根管治療
根管治療
むし歯になると歯のエナメル質や象牙質が、むし歯菌からの酸によって溶かされ、進行すると歯の中心部にある歯髄(しずい)にまで到達し、激しい痛みを伴うようになります。歯髄は血管を含む歯の神経で、歯根に通る管状の空洞(根管)を満たし、歯の知覚と栄養供給を司っています。根管治療は、むし歯菌に感染した歯髄や細菌の固まりなどの汚れをきれいに取り除き、痛み・症状を抑えて歯の寿命を伸ばす治療です。強い痛みを伴うむし歯や抜歯を勧められてしまうような重いむし歯でも、きちんと根管治療が行われれば、ご自身の歯を残したまま歯の機能を取り戻すことができます。
根管はとても細く複雑な構造をしているため、その治療は歯科治療の中で頻度が多いものの、繊細で難易度の高い治療の一つとされています。
こんな症状やお悩みはありませんか?
根管治療は、歯科治療の中で大きな割合を占める治療であり、むし歯が進んで神経を取り除くケース以外に、下記のような症状にも適応されています。
根管治療の適応症としては、次のような疾患があります。
歯髄炎(しずいえん)
むし歯が進行して歯髄にまで達すると歯髄炎が起こります。過去に治療した部分から細菌が入り込んだり、交通事故や転倒などで歯が折れたり(打撲・脱臼※1も含みます)することが原因になることもあります。部分的に炎症が起きているだけで、元の状態に回復する可逆性(かぎゃくせい)歯髄炎は、通常、う蝕を除去することで正常な歯髄に戻るため、歯髄を除去する必要はありません。一方、回復しない不可逆性(ふかぎゃくせい)歯髄炎は、細菌感染を起こした歯髄をきれいに取り除く、抜髄(ばつずい)と呼ばれる治療が必要となります。共通して「冷たいものや温かいものがしみる」という症状がありますが、不可逆性では継続する痛みを伴ったり、何もしなくてもズキズキ痛んだりします。

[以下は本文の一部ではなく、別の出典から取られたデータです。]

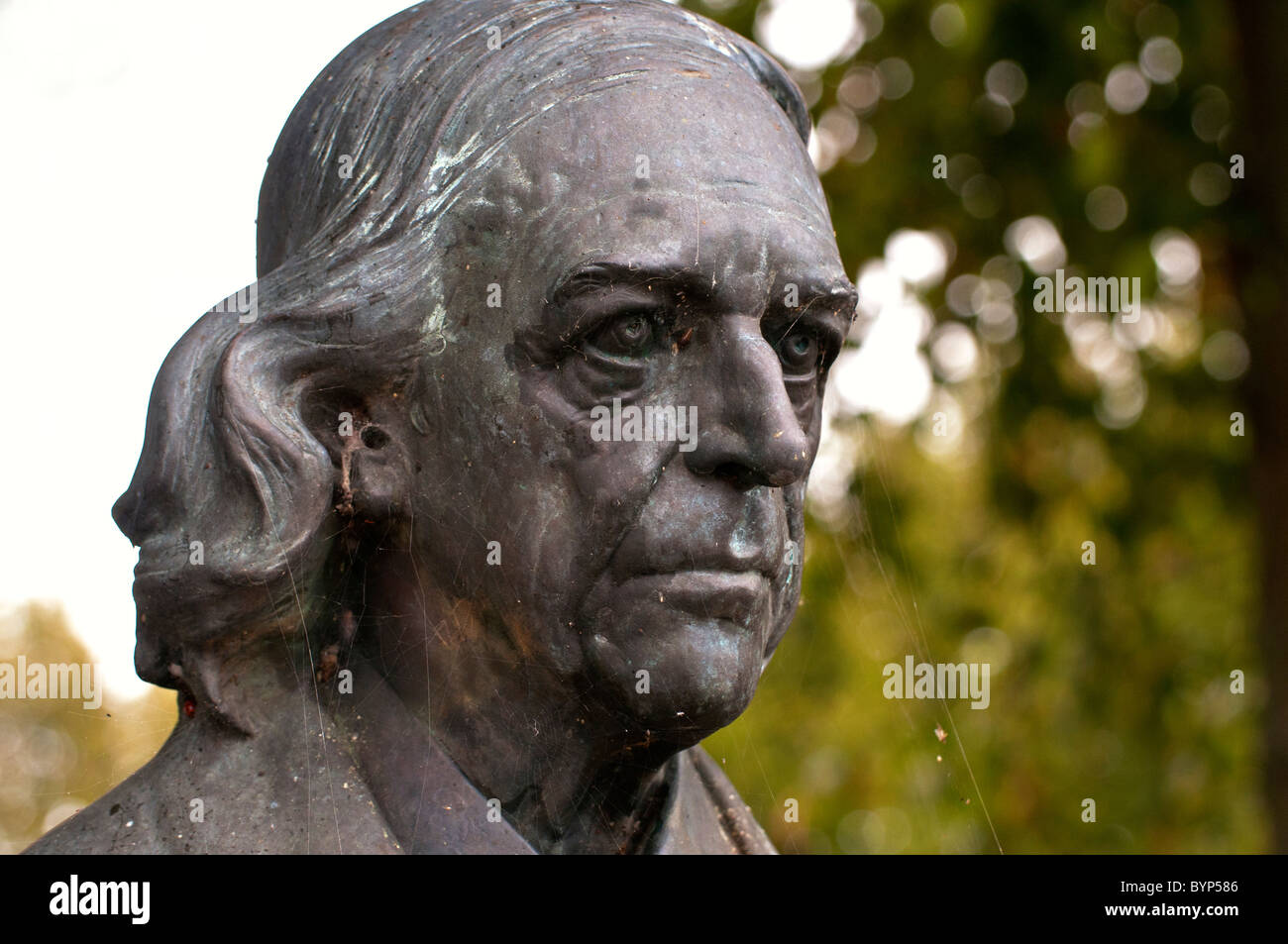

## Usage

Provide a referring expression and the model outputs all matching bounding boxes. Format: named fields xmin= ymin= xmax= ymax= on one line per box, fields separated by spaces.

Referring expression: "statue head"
xmin=113 ymin=0 xmax=855 ymax=780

※1 歯の脱臼とは外力によって歯を歯槽骨に固定している組織(歯根膜)が断裂することを言います。一部の歯根膜が断裂した不完全脱臼から、歯が抜け落ちてしまう完全脱臼まで様々な脱臼の病態があります
歯髄壊死(しずいえし)
歯髄炎を放置してしまうと歯髄壊死※2となり、温度刺激による痛みを感じなくなります。外傷などで脱臼した歯が歯髄壊死になる場合もあります。症状としては触ってわかるような歯ぐきの腫れ、歯の変色、歯がしみなくなり痛みも感じなくなる、などです。

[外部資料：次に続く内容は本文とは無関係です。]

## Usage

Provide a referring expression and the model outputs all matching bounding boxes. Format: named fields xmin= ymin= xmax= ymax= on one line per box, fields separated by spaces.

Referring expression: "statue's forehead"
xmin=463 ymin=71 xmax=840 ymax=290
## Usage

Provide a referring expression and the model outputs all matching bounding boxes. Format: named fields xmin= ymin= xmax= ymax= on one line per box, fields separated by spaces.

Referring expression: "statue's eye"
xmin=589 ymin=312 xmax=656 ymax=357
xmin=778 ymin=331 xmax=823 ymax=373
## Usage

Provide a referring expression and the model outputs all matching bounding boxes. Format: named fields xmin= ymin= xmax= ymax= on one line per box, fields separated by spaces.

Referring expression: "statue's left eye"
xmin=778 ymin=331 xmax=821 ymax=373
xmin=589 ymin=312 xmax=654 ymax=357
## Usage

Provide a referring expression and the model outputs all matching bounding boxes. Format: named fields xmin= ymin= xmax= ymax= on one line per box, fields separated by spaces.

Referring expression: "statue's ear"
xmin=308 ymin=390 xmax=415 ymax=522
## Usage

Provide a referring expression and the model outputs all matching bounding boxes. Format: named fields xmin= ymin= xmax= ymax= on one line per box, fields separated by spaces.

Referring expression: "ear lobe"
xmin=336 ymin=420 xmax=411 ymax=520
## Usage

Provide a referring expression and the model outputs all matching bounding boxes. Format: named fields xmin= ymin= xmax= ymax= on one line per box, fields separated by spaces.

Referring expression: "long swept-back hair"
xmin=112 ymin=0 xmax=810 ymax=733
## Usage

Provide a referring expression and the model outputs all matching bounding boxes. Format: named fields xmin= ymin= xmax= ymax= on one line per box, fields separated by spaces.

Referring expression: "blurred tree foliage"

※2 壊死は組織や細胞が死ぬことで、歯髄壊死とは歯髄(神経)が死んでしまうことです
根尖性歯周炎
(こんせんせいししゅうえん)
細菌が歯の根に達すると、歯と歯槽骨(歯を支える骨)の間にある歯根膜に炎症が広がって根尖性歯周炎と呼ばれる状態になります。自覚症状はなくてもレントゲンでみつかることがあり、歯根の先(根尖部)にレントゲン透過像(黒く見える部分)が認められるようになります。これを根尖病巣(こんせんびょうそう)と呼び、炎症が慢性的になると歯根の先端部分に膿が溜まり、その膿が粘膜内に流れ出て、歯肉がぷくっと腫れることがあります。この腫れは痛みを伴い自然に潰れて膿が出ると一時的におさまりますが、放置すると体調が悪い時などに再び膿が溜まって腫れてきます。

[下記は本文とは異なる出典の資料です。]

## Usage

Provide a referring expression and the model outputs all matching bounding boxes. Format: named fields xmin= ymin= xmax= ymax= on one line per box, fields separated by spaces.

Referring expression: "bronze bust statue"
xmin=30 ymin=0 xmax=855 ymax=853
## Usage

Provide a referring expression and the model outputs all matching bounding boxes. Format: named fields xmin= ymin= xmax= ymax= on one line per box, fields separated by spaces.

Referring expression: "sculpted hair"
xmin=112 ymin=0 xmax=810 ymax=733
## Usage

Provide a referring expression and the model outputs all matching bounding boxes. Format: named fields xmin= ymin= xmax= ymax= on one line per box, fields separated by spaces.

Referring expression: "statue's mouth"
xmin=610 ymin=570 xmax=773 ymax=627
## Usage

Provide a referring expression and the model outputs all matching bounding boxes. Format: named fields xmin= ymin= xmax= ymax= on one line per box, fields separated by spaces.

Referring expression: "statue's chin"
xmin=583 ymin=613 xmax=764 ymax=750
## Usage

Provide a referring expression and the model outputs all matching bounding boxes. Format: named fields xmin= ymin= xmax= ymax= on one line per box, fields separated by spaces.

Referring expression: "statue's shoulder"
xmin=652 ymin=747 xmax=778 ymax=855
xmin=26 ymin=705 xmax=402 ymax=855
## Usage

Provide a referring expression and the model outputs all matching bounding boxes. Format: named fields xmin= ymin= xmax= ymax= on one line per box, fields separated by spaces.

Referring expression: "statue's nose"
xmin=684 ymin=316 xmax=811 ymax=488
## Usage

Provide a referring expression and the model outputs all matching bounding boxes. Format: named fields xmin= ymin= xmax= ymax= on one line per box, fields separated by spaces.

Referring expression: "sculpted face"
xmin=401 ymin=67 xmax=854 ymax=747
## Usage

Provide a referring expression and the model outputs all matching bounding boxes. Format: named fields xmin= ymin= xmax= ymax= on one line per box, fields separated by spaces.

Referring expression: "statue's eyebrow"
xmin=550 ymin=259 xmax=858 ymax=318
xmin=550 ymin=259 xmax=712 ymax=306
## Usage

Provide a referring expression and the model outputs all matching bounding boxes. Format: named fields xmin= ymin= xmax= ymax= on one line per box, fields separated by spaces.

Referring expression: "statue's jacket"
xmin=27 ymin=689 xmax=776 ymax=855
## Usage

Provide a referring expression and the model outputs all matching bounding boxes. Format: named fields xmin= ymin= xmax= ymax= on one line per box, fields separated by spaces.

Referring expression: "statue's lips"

根尖性歯周炎は、むし歯の放置によって起こることもありますが、過去に根管治療で神経を取った歯が起こすことのほうが頻度として多いといえます。症状としては、歯ぐきが腫れて膿が出る、噛むと痛い、時々強い痛みを感じる、骨が溶けて歯がぐらぐらする、などですが、悪化すると、細菌が顎などの周囲の骨にも影響を及ぼし、顎骨骨髄炎(がっこつこつずいえん)や骨膜下膿瘍(こつまくかのうよう)といった症状につながります。
根管治療には2つの治療パターンがあります。
はじめて神経を取り除く場合の「抜髄(ばつずい)」と、むし歯が深くなり歯髄が細菌に感染してしまった場合や、神経を取り除いたのちに再び感染を起こしてしまった場合に行う「感染根管治療」です。